NASA's Mars Rover "Opportunity" has reached the Endeavour crater, granting scientists fresh insights into the nature of the Red Planet allowing them to study rocks never previously seen.
The Rover's journey has currently lasted nearly three years. After climbing out of its previous research site -- the Victoria crater -- its arrival at "Spirit Point" was confirmed on Wednesday 9 Aug. by NASA scientists.
The Endeavour crater is much larger than the Victoria, believed to be roughly 14 miles in diameter. The crater has been one of NASA's top-goals after its Mars Reconnaissance Orbiter detected clay minerals, a discovery that lent credence to the theory that at some point in its history Mars had running water on its surface.
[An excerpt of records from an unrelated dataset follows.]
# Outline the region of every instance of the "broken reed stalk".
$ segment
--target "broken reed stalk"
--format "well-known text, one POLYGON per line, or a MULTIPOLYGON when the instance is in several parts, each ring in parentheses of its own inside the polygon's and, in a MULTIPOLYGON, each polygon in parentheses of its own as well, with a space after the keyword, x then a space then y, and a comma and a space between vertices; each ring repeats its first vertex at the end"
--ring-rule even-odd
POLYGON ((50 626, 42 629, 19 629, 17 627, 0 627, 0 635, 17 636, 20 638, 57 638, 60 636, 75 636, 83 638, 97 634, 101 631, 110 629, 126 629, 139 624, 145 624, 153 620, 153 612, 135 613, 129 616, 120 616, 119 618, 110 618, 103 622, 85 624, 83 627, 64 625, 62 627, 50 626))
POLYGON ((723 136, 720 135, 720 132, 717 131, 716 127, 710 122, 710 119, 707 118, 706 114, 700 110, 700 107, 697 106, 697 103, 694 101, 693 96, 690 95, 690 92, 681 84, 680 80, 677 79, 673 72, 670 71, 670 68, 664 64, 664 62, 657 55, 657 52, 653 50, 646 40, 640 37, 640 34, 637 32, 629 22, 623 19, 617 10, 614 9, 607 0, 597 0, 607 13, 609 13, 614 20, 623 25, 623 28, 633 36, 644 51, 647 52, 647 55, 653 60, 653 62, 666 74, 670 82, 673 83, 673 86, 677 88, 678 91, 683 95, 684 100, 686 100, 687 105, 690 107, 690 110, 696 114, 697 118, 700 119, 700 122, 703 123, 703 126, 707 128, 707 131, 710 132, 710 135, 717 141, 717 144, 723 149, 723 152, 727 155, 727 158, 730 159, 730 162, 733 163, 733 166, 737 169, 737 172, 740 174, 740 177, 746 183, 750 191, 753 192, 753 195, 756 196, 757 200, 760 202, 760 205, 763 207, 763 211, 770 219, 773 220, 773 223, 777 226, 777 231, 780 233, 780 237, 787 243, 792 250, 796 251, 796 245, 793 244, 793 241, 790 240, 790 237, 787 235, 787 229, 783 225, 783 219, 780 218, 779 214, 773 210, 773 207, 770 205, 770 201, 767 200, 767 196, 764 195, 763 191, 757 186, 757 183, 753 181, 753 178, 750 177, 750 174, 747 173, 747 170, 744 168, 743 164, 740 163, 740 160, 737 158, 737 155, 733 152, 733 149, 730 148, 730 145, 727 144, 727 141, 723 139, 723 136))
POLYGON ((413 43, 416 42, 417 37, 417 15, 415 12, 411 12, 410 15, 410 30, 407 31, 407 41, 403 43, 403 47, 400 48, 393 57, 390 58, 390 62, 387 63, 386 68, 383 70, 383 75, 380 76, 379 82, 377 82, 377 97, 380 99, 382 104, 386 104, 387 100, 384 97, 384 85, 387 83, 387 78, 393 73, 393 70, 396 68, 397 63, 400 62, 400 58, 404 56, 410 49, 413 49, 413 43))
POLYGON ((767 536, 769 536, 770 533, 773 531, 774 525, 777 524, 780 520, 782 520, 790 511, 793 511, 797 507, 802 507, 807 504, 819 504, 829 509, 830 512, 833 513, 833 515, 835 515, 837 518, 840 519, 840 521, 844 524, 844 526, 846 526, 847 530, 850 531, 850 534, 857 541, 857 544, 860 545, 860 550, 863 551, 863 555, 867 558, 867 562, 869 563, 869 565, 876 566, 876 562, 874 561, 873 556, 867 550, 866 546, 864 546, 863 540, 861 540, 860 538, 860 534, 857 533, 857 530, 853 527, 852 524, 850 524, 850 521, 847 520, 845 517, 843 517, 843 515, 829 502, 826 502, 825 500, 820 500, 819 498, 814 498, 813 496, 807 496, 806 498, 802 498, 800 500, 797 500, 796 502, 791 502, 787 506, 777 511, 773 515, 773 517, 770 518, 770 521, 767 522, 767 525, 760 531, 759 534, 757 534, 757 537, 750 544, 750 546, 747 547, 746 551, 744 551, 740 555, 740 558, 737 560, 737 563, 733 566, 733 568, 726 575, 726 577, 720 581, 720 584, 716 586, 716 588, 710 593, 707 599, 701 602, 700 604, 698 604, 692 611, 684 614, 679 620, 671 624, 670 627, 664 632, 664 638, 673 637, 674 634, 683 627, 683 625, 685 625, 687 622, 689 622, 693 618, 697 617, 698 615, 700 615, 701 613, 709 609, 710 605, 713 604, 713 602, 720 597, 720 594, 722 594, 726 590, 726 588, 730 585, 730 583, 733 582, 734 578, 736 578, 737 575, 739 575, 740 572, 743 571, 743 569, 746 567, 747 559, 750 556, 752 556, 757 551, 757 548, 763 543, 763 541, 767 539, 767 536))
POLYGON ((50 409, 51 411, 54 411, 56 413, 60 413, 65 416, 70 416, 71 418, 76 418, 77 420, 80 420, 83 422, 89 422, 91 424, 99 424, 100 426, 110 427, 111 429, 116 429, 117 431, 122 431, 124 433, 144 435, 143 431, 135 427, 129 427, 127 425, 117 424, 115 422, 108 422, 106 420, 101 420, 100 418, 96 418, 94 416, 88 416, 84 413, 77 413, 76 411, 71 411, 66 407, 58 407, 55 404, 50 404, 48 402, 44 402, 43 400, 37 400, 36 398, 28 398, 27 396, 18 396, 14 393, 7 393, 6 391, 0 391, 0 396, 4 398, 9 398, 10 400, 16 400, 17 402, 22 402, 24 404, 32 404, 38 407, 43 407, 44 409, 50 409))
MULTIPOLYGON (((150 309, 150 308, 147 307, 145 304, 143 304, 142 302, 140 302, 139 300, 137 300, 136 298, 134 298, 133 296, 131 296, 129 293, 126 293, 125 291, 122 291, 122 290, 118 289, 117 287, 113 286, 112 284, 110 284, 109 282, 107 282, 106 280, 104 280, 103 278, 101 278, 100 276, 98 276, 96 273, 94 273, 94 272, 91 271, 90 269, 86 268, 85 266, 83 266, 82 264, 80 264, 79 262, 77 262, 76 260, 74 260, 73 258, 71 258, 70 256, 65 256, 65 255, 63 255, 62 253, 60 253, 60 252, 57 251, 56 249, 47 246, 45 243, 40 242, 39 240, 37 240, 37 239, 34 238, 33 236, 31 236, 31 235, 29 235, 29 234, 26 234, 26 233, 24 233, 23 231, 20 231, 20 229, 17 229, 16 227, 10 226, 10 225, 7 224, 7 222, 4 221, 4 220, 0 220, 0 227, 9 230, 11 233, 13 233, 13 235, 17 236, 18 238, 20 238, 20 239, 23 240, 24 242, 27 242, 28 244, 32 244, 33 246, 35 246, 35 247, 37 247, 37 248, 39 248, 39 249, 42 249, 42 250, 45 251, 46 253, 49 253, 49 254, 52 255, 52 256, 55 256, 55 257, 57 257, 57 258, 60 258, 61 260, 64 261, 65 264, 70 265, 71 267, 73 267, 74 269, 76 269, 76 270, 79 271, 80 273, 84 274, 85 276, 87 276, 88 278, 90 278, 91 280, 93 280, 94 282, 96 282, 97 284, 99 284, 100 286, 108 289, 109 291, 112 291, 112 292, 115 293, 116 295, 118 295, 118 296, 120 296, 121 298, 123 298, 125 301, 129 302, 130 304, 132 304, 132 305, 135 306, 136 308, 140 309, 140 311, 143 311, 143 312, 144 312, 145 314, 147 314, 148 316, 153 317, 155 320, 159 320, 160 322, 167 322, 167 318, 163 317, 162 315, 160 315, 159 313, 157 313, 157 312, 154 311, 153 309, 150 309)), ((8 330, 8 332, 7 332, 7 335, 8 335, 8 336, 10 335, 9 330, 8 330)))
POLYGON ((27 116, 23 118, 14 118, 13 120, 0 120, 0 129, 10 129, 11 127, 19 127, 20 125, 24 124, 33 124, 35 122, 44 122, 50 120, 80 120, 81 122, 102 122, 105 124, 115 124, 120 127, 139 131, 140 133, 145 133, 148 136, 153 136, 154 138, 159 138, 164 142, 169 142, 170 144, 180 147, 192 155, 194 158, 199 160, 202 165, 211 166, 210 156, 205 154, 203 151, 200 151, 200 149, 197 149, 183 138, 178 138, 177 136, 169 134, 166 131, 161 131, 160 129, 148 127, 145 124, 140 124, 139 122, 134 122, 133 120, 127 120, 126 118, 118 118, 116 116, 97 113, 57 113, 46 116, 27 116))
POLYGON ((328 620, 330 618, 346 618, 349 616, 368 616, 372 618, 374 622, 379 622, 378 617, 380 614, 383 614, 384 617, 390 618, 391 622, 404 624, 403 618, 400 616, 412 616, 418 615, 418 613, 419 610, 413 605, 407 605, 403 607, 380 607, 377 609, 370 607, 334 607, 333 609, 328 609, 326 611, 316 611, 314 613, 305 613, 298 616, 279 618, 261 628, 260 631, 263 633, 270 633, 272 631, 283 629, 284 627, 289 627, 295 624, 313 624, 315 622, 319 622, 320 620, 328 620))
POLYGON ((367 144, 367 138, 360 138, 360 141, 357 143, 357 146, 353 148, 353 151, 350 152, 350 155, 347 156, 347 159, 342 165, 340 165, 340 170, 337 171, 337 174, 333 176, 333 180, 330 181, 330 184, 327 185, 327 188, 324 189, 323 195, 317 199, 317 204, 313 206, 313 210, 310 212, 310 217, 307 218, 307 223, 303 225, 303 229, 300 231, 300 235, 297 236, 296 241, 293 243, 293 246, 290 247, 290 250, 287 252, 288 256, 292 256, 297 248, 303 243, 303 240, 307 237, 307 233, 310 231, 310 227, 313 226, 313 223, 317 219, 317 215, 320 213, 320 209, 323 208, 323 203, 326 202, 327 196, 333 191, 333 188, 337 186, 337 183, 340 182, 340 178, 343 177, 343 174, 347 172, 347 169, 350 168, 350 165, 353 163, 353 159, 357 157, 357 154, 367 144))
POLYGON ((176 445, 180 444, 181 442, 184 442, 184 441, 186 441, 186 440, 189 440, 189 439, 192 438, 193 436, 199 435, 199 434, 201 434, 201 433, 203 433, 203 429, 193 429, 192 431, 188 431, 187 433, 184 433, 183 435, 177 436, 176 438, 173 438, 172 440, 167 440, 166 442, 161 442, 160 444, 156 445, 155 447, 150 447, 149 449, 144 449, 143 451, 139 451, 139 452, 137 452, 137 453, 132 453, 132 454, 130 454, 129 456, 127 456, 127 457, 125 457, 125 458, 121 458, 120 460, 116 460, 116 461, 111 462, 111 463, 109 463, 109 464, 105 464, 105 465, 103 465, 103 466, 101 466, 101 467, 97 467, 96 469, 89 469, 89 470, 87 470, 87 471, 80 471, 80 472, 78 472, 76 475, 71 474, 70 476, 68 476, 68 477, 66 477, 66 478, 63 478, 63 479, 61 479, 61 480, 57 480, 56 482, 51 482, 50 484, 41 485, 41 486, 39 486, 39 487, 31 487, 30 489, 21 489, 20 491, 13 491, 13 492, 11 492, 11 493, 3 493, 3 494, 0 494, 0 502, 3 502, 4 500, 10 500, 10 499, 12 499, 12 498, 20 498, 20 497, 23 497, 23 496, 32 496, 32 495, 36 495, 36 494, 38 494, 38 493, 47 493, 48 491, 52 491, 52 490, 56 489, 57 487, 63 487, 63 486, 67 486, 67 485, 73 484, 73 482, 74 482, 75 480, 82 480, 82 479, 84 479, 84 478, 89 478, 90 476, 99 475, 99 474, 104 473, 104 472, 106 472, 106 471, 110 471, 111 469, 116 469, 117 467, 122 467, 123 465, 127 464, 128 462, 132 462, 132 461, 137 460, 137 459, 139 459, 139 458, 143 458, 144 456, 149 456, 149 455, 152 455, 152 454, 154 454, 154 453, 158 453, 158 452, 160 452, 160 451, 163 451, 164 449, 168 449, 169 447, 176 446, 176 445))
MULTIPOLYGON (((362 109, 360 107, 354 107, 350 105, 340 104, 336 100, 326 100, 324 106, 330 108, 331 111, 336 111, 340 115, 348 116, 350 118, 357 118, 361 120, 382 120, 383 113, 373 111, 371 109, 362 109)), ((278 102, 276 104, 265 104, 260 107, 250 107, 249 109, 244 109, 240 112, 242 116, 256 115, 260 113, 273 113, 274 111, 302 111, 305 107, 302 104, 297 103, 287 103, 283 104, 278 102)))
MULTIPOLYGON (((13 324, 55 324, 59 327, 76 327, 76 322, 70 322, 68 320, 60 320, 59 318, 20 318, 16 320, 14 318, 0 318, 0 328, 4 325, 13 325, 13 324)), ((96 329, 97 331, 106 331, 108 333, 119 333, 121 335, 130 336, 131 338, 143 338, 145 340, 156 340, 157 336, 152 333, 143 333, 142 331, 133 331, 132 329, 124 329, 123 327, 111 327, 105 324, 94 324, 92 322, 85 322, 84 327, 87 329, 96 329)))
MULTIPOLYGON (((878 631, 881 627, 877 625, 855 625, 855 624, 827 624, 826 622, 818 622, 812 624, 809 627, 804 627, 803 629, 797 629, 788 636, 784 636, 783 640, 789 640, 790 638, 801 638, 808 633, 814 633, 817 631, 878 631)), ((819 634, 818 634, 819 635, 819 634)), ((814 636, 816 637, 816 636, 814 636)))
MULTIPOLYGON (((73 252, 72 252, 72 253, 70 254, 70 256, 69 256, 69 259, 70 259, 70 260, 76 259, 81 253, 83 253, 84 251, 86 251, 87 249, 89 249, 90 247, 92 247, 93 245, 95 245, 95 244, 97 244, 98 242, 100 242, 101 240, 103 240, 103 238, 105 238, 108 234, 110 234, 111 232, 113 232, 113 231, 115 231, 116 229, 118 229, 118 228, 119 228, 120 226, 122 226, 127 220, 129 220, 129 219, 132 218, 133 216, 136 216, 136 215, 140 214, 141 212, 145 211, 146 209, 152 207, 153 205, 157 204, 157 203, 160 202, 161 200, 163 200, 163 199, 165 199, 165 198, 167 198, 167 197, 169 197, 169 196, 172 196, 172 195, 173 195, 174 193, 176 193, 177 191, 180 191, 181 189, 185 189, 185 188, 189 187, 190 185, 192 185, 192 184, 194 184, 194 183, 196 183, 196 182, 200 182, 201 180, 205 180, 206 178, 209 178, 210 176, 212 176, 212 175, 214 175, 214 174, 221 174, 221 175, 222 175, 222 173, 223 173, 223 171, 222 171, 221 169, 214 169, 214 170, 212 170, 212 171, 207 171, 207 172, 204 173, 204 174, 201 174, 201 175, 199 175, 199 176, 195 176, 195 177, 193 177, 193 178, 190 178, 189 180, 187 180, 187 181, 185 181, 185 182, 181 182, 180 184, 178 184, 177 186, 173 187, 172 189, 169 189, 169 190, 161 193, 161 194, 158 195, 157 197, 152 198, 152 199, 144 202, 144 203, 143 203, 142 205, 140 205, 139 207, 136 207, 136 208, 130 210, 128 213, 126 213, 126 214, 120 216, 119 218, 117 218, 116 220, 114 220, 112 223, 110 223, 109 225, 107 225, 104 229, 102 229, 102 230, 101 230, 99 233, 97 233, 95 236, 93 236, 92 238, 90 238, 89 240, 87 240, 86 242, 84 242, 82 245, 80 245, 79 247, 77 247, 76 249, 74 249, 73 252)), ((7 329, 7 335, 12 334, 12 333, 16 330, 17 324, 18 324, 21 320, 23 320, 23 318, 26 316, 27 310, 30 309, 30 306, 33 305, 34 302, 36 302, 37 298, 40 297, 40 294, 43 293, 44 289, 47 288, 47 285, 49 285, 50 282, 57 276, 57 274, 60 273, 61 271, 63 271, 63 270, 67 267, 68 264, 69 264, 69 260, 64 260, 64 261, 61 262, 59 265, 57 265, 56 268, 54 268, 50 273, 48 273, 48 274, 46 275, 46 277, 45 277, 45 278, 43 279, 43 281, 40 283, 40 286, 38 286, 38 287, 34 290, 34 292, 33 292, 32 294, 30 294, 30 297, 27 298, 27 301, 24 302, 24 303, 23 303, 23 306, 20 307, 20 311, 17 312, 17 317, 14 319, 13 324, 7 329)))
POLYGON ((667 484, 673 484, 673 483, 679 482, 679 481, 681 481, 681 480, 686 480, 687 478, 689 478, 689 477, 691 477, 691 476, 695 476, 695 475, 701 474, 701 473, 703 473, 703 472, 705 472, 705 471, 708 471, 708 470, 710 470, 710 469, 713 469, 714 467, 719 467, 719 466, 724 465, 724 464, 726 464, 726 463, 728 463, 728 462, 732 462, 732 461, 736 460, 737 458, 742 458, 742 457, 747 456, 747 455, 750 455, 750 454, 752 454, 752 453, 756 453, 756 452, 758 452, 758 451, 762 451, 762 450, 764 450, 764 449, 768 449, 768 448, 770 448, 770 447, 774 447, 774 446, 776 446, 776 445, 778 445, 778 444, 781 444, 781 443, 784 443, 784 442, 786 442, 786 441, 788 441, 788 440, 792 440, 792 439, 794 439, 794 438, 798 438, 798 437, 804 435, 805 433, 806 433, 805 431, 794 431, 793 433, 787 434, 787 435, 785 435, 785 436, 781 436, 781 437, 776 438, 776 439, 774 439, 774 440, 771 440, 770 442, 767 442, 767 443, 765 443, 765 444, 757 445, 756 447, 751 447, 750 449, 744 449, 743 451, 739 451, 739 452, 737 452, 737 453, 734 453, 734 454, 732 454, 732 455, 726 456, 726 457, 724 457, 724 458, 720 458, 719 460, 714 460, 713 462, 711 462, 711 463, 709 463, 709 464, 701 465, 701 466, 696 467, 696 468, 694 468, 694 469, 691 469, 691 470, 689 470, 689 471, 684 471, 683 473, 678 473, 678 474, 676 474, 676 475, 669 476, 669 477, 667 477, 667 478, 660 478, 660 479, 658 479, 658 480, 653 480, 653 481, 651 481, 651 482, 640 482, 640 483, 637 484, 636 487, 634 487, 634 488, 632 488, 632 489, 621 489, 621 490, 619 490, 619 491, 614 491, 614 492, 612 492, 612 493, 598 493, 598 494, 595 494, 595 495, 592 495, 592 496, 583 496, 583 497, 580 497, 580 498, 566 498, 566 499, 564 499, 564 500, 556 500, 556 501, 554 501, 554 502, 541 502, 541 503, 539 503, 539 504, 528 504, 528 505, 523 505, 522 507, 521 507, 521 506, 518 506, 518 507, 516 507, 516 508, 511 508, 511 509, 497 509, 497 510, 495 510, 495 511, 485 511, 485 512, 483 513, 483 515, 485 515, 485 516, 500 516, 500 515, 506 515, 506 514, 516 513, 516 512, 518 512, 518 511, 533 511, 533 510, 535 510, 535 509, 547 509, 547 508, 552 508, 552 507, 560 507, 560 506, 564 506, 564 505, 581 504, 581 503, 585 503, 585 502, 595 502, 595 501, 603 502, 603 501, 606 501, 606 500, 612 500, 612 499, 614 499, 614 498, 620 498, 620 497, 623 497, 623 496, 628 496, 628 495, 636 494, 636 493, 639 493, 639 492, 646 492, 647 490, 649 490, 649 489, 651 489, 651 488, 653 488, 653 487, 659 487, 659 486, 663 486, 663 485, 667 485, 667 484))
The Endeavour crater garnered further attention when the Opportunity's twin rover "Spirit" stopped transmitting information upon reaching Spirit point in March 2010.
The search for evidence of water on Mars has long been one of NASA's primary goals, with its discovery being viewed as the first step in establishing whether the red planet ever did, or could, sustain life.
"Opportunity's findings and data from the upcoming Mars Science Laboratory will play a key role in making possible future human missions to Mars and other places where humans have not yet been," commented NASA Administrator Charles Bolden.
The Opportunity's arrival at the Endeavour crater adds to previous discoveries indicating the existence of water on Mars. Most recently NASA's Mars Reconnaissance Orbiter discovered evidence that warm, salty water may flow across Mars during its warmest months.
The Orbiter made the discovery after capturing video footage of "finger-like" formations and features running down a number of Martian peaks.
Video footage of the Opportunity's journey is expected later in the year.